Fort Moultrie was originally built in 1776 at the beginning of the hostilities with Great Britain. It was built to defend Charleston Harbor. The original fort was hastily built with a double wall of Palmetto logs and a layer of dirt between the two walls. When the British fleet arrived in Charleston Harbor on June 28, 1776, thinking to easily take the “undefended” city, the Patriot soldiers at the fort used their 30 cannon to drive off the 200 guns of the British fleet. The British cannonballs bounced harmlessly off the spongy Palmetto walls of the fort. This is why there is a Palmetto tree on the South Carolina state flag! When the British attacked Charleston again in 1779, they wisely bypassed Fort Moultrie and beseiged the city from the land around it.
The original palmetto fort was mostly gone by the time the United States government decided it needed a series of forts along the Atlantic coastline. A second Fort Moultrie was completed in 1798, but it was destroyed by a hurricane in 1804. In 1809 a new, sturdier, brick fort was built in its place which served during the War of 1812. A series of forts was built around Charleston Harbor, meant to complement each other and prevent ships from reaching the city: Fort Moultrie, Fort Sumter, Fort Johnson, and Castle Pinckney.
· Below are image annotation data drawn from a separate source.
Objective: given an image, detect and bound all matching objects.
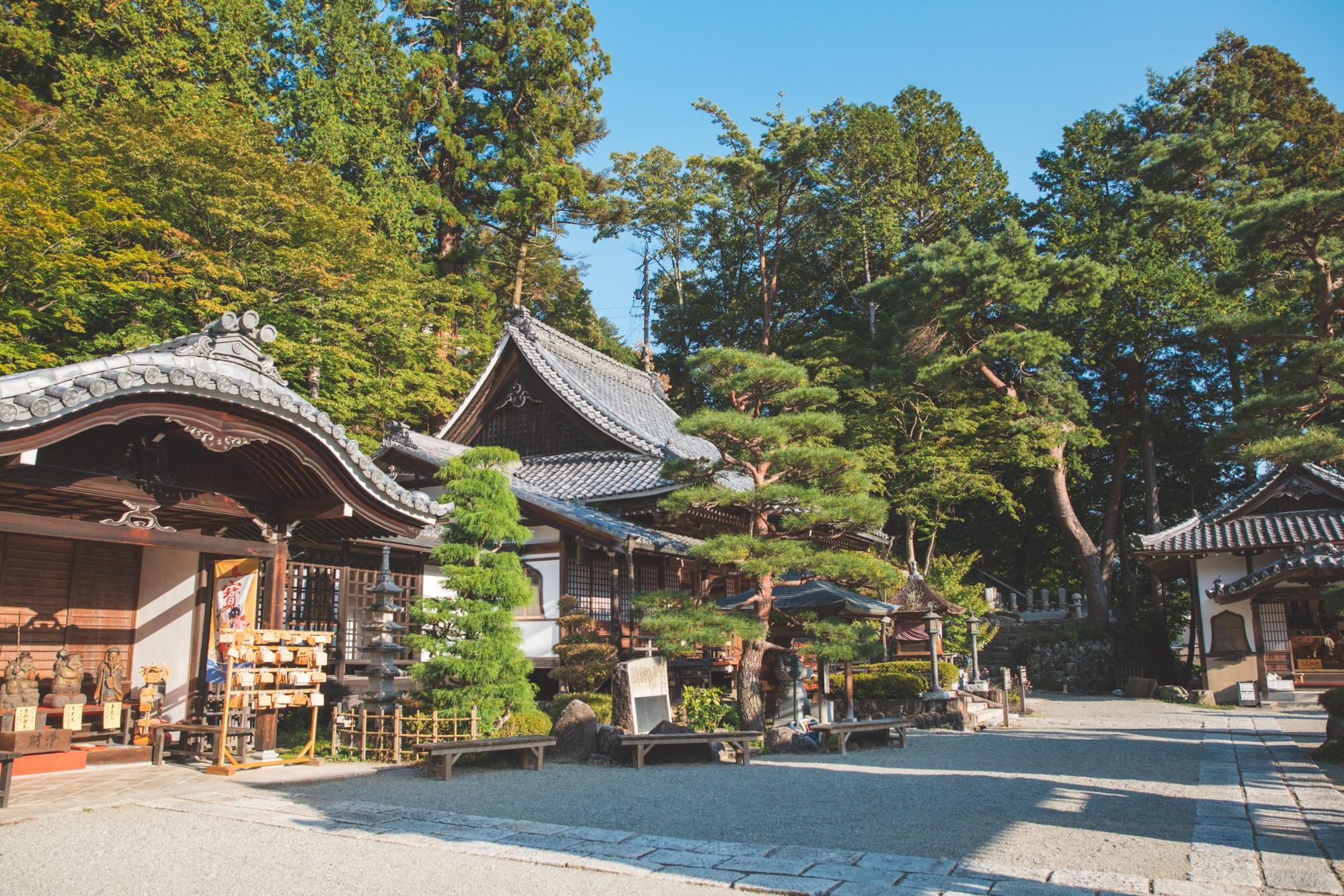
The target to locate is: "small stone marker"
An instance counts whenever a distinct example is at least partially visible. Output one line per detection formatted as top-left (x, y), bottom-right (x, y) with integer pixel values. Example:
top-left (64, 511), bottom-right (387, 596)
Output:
top-left (612, 657), bottom-right (672, 735)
The greatest use of all four forts was during the Civil War when the three smaller forts combined to attack Fort Sumter in the opening shots of the Civil War. The rebel soldiers drove off the federal forces and Charleston would remain in southern hands through the war. By the end of the Civil War, however, all the forts had been blasted into oblivion by Union cannon.
Fort Moultrie was modernized in the 1870’s with huge new cannon. Magazines and bombproofs were built of thick concrete and buried under tons of earth. As war technology changed, harbor defense became more complicated. During World War I and II, Fort Moultrie was used largely as an observation post watching for submarines and equipped with anti-aircraft guns.
Today a tour of Fort Moultrie takes you through the history of coastal defense, from the original palmetto fort through the observation station of World War II. You can see how the technology of defense changed over time and see a hint of each of the fort’s manifestations in the waysides. They also explain why the fort was abandoned when we entered the age of nuclear technology.
Tom and I enjoyed our visit to Fort Moultrie very much. We thought it was much more interesting than Fort Sumter and hope that people will make a point of visiting, even if it is “just a division” of Fort Sumter.